You don't even know what Nyquist-Shannon says at all. Here's a quote relevant to what you're talking about that 100% contradicts you.
"The Shannon sampling theory for non-uniform sampling states that a band-limited signal can be perfectly reconstructed from its samples if the average sampling rate satisfies the Nyquist condition. Therefore, although uniformly spaced samples may result in easier reconstruction algorithms, it is not a necessary condition for perfect reconstruction." --Nonuniform Sampling, Theory and Practice (ed. F. Marvasti), Kluwer Academic/Plenum Publishers, New York, 2000
In other words, it is a MAXIMUM requirement as well as a MINIMUM one. All frequencies can be PERFECTLY reconstructed if the sampling rate is twice the recorded frequency in a bandwidth-limited signal. In other words, what you said is 100% incorrect.
96kHz is pointless in terms of reproducing audio that a HUMAN BEING can hear and that is a scientific
FACT, not an opinion! The filtering issues are easily overcome in the present day, BTW. All this "HD Audio" is pure nonsense on that front.
However, recording audio at higher rates (bit-rates at least) does have real benefits in terms of head-room (i.e. avoiding clipping with unpredictable live sources). But this can easily be reduced to a lower number on the playback side with ZERO ill effect. It's as simple as using a normalizing filter to set the absolute levels and then dithering down to a lower bit-rate. You can even use noise-shaping and get near 18-bit audio out of a 16-bit CD if it really worries you.

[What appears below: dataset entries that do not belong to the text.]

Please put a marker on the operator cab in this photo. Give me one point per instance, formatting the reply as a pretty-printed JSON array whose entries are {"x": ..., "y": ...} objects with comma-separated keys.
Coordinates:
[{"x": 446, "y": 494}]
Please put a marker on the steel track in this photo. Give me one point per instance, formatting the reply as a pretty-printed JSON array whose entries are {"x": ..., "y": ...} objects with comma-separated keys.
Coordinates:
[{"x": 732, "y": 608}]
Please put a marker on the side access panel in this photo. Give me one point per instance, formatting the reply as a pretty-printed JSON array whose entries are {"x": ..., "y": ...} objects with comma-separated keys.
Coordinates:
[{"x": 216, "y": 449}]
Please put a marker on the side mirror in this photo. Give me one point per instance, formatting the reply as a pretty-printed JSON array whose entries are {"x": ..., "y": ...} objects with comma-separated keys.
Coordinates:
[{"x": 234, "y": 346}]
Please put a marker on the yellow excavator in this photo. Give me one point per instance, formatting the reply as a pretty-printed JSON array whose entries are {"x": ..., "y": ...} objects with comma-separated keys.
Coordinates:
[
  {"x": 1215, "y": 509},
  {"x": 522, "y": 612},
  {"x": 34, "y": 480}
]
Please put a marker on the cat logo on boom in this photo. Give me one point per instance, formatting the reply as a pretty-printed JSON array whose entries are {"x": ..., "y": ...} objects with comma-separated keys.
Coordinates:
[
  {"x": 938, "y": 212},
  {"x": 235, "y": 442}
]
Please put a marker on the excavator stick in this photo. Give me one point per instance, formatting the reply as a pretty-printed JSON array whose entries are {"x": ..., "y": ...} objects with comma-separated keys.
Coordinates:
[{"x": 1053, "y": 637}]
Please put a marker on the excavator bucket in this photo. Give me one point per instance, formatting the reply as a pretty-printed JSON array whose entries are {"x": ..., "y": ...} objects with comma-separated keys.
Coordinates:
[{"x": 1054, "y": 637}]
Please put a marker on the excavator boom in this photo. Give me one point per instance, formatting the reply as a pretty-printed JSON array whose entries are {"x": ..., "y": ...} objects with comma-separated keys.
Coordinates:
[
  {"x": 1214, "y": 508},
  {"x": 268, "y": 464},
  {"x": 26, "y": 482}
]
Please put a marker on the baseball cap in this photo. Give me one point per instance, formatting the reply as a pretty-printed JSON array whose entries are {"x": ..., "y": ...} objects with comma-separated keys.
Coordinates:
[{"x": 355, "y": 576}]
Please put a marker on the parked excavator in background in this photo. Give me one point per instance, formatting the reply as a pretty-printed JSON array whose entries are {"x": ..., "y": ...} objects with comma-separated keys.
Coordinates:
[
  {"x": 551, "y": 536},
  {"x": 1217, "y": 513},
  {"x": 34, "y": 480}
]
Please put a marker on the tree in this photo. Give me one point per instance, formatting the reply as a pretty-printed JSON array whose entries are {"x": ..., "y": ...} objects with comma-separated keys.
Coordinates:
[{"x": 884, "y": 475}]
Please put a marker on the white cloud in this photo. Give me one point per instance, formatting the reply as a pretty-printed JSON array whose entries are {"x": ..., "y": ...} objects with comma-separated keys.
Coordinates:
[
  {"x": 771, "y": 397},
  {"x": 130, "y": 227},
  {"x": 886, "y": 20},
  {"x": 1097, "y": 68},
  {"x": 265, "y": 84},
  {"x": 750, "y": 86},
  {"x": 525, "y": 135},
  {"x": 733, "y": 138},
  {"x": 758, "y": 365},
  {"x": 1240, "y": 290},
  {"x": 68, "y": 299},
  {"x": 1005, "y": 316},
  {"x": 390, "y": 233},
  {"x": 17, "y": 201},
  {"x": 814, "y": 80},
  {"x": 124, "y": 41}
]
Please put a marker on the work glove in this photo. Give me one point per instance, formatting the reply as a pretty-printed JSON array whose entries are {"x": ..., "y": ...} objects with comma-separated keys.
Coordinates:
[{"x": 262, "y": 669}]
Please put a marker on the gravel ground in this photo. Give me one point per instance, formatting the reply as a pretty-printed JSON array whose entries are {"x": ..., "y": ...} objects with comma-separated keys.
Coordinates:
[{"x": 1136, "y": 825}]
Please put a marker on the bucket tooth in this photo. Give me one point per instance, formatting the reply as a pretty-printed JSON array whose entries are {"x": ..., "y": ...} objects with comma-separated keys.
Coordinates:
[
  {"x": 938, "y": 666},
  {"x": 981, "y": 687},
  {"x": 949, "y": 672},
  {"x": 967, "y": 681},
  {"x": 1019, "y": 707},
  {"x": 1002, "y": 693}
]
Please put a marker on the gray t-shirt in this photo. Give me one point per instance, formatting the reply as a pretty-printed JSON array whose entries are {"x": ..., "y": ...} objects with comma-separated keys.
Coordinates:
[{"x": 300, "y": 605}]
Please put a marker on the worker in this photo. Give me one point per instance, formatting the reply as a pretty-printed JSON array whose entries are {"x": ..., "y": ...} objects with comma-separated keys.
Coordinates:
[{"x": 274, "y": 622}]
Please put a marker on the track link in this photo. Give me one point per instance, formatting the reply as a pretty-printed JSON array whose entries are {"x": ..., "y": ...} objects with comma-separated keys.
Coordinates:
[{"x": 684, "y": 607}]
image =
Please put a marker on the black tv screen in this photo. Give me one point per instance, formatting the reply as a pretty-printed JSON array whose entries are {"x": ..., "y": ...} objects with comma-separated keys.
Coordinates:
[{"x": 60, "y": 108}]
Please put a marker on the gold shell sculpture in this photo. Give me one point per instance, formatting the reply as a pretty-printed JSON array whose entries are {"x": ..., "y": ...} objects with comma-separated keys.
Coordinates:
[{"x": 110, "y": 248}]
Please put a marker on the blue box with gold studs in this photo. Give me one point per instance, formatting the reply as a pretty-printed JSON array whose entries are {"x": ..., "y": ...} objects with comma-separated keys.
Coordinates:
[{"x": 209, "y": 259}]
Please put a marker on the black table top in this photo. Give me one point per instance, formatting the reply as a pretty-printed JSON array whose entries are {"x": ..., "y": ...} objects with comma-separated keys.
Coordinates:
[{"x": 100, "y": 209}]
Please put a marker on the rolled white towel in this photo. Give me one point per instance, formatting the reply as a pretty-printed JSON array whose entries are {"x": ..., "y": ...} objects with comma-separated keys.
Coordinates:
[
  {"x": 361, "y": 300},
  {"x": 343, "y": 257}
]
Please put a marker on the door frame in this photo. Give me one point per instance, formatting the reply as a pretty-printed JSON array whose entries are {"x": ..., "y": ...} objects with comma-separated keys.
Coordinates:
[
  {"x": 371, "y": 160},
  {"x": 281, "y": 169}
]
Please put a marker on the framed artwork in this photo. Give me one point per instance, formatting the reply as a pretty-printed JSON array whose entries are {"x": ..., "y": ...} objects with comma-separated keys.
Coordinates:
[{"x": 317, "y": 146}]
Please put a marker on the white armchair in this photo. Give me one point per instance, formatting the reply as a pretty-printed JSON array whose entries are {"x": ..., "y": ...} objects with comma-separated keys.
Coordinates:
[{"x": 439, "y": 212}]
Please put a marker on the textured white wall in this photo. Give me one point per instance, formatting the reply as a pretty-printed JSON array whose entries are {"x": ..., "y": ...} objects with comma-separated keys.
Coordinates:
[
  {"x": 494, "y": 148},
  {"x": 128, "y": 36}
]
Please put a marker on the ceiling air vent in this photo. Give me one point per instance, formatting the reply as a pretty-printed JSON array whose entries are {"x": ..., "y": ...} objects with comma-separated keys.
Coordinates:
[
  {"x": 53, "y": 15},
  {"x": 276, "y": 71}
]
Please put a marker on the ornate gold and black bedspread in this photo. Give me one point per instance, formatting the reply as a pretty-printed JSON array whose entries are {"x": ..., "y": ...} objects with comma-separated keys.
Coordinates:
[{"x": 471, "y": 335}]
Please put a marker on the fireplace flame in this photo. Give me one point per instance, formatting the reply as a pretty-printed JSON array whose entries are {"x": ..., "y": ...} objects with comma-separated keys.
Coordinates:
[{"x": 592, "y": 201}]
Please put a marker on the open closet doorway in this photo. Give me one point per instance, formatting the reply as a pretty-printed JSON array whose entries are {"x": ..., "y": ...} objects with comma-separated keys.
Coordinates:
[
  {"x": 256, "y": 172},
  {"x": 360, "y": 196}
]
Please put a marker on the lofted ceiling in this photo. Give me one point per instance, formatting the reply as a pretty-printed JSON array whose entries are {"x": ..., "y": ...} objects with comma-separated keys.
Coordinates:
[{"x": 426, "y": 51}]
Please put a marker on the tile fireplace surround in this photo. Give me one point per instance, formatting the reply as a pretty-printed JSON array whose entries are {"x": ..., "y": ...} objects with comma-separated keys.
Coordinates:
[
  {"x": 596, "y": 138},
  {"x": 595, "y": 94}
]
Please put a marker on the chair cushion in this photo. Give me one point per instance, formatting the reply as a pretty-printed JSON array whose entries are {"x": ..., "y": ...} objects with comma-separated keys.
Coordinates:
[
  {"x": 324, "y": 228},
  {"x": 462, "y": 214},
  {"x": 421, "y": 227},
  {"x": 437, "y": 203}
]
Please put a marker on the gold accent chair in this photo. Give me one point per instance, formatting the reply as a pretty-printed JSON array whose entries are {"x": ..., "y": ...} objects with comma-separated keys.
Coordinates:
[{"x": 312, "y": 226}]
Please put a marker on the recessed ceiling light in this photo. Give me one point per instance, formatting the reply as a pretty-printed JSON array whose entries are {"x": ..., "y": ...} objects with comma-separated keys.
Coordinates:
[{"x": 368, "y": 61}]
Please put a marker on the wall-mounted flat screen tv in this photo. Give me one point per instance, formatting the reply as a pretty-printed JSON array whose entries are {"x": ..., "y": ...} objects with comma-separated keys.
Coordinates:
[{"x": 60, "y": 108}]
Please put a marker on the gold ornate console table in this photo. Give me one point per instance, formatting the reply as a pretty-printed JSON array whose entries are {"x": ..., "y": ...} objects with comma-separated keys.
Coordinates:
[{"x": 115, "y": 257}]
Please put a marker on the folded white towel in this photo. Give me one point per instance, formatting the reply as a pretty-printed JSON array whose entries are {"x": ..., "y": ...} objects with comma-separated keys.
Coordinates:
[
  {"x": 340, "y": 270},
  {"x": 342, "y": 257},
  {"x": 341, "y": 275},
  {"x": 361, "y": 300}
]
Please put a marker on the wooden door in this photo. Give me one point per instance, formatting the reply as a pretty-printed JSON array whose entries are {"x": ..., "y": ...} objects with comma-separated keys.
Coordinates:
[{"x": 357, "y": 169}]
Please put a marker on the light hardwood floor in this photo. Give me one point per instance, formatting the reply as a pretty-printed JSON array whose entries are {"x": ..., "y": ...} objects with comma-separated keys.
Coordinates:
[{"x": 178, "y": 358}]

Thus 16-bit audio may be a bit low in absolute terms for the best recordings out there. 18-bit would have been a better choice, but there's zero reason to EVER have >20-bit audio on the playback side, atl east that is meant to be heard by humans. You can only hear 120dB MAXIMUM dynamic range and 120dB is very VERY bad for your hearing (as in instant damage). Just because you CAN hear it, doesn't mean you SHOULD. Thus, in reality, almost no recordings have a usable realistic amount of dynamic range that would matter much over 16-bit and virtually NONE over 18-bit on the playback end.
For instance, a young person will hear a signal at 20kHz. To capture that signal, you need to sample at at least 40kHz. Then, that young person will be able to hear something, but you will have lost a lot of characteristics of the signal - for instance, you will not be able to know if the original signal was a sawtooth, a square or a sinusoid. So, significant information will have been lost.
WRONG WRONG WRONG. Go read about digital audio before you spread any more falsehoods. I get so SICK of reading this false information on the Internet. Go read some articles on digital audio. Try looking under OVERSAMPLING an FILTERING to start. What you are saying only holds true if you don't use a reconstruction filter (and there are some DACS out there now that do that since some crazy people actually think it sounds better to take perfect sine waves and turn them into crap, apparently). Playing back digital audio without a reconstruction filter (or not using something like oversampling on the recording side) is a bit like buying a car without a muffler or exhaust and then complaining that it's NOISY. Well DUH!
If you oversample when you record then filter the frequencies above 20kHz and use dithering (white noise), you will eliminate aliasing errors and all problems near the noise floor. If you then use a proper reconstruction filter on the playback side (often filtered in reverse at oversampling rates internally first or using other standards like Sony's 1-bit filters), you remove all the problems on the playback end as well. You can easily get a near perfect sine wave at 20kHz off a CD using this method. It's not difficult.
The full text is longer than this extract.